Housing, regeneration and investment manager Sam Dixon said: "We've got to provide options to residents to show how they can meet their needs through different avenues of adaptations. We've got to meet the minimum requirement of the client's needs. Sometimes expectations can be quite high but unfortunately we can only provide the minimum really.

"People want more than what they can have but it's an assessment of need. We do have to explain we have only got a limited amount of money." For example she said one team installed around two showers per week.

"That's all we can do within the budget we've got. We operate a waiting list. We had 181 at the end of March. We've now got 284 people on our waiting list. It's rapidly increasing.

"The person at the top of the list at the moment has been on there since last June, so it is a very lengthy process until we get around to even speaking to them. We normally contact the residents every three months to let them know, you're still on the waiting list however it could be another probably 12 months before we get around to seeing you."

She said the formal grant process started when people were at the top of the waiting list, applications had to be approved or refused within six months, and adaptations were provided well within a year of approval. The means-tested grants provide up to £30,000 - a maximum unchanged since 2008. Residents could be fast-tracked and offered loans offered to help residents.

She added: "We don't promote DFGs if we're being brutally honest because of the demand at the moment. It's something that we're already picking up, to do a bit more promoting of it."

'Quite frustrating'

She said landlords could apply for the grants, bypassing a means test for tenants. She told how they were looking at how to work better with housing providers and were meeting with them to talk about budgets and sharing information about adapted homes to help people with medical needs.
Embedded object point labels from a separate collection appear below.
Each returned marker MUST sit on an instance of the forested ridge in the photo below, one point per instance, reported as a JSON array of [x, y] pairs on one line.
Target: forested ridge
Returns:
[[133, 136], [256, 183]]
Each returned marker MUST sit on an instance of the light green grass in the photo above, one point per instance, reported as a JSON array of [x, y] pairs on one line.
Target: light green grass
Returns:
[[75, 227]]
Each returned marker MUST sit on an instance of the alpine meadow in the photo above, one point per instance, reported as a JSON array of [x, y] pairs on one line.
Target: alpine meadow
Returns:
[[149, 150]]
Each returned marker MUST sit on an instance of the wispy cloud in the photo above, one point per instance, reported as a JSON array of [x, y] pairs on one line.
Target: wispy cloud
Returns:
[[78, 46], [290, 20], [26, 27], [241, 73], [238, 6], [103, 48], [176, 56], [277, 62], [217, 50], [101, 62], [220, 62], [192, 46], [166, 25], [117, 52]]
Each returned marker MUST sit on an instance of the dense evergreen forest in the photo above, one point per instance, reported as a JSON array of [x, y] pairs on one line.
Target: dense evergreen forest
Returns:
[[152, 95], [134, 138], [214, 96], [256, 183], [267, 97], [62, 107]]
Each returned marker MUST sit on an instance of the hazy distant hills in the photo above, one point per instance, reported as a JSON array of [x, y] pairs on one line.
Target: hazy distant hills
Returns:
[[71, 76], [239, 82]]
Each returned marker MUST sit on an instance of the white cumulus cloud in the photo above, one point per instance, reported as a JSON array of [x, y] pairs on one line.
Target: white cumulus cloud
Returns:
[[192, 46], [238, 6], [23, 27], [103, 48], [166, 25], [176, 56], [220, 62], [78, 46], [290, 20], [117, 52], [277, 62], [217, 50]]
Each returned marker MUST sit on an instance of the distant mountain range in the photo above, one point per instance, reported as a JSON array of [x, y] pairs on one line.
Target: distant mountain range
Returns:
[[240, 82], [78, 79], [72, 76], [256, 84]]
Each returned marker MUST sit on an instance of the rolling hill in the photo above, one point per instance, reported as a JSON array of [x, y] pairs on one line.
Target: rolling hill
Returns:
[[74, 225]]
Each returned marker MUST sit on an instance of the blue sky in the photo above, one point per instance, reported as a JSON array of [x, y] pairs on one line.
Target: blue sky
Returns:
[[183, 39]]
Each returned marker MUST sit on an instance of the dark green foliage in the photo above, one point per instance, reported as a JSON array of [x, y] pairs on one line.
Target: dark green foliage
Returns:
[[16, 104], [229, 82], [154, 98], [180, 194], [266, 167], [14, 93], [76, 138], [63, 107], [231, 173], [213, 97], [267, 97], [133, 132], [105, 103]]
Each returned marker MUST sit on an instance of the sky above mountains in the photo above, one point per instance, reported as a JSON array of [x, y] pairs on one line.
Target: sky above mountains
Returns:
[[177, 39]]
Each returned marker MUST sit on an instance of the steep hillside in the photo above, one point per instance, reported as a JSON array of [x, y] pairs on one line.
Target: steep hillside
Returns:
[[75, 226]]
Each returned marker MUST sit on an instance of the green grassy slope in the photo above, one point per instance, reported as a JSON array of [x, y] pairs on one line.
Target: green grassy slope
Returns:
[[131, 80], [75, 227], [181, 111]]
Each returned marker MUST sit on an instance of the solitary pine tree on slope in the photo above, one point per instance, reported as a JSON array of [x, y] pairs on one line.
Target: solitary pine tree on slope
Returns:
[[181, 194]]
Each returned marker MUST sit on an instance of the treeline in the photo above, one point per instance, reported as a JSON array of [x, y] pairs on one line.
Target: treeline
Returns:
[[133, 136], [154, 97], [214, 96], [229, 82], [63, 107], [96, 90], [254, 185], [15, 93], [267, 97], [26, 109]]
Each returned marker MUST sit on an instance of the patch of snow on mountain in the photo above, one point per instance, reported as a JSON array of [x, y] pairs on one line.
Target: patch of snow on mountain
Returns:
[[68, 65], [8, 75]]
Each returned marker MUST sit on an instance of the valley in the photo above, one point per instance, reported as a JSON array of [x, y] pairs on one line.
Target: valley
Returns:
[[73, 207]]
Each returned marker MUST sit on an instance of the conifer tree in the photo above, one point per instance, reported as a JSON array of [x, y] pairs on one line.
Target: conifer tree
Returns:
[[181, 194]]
She said housing providers sometimes wanted adaptations to higher specifications: "They're pushing back on us at the moment. It's quite frustrating.

"The landlord can apply, however we can't force them to apply. They might think it's too much trouble, they might not want the property adapted."

She suggested drawing up a database of which properties were adapted, as they found equipment had been ripped out of properties when it was no longer used, and the "quick win" of an assessment where people could find out if they qualified for adaptations without going on the waiting list for months.

Councillors (l-r) Eileen Johnson, Marilyn Surtees and Lynn Hall from Stockton Council
Councillors (l-r) Eileen Johnson, Marilyn Surtees and Lynn Hall from Stockton Council -Credit:Stockton Council

Councillor Lynn Hall said: "I'm shocked at the wait and the frustration that many of them must be feeling." She asked whether applications were "triaged" at an early stage.

Ms Dixon replied her support staff would ring people towards the beginning of the list. She added: "I know it sounds awful but we do have people who pass away as well.

"We would say, 'Can we send you out this application form to see if you would qualify rather than you sitting on the list?' At least they know they qualify rather than waiting for 12 months."

Cllr Eileen Johnson said: "We may be adapting properties, particularly our social housing, which then we rip out again. There's got to be a better way of doing it. The social landlords should be able to have a register of what adaptations are in what properties and match the people."

Committee chair Cllr Marilyn Surtees said: "I think the negotiations with social landlords is a crucial hurdle. It seems that they are crucially important to the progress of this because they seem at the minute to be blocking progress."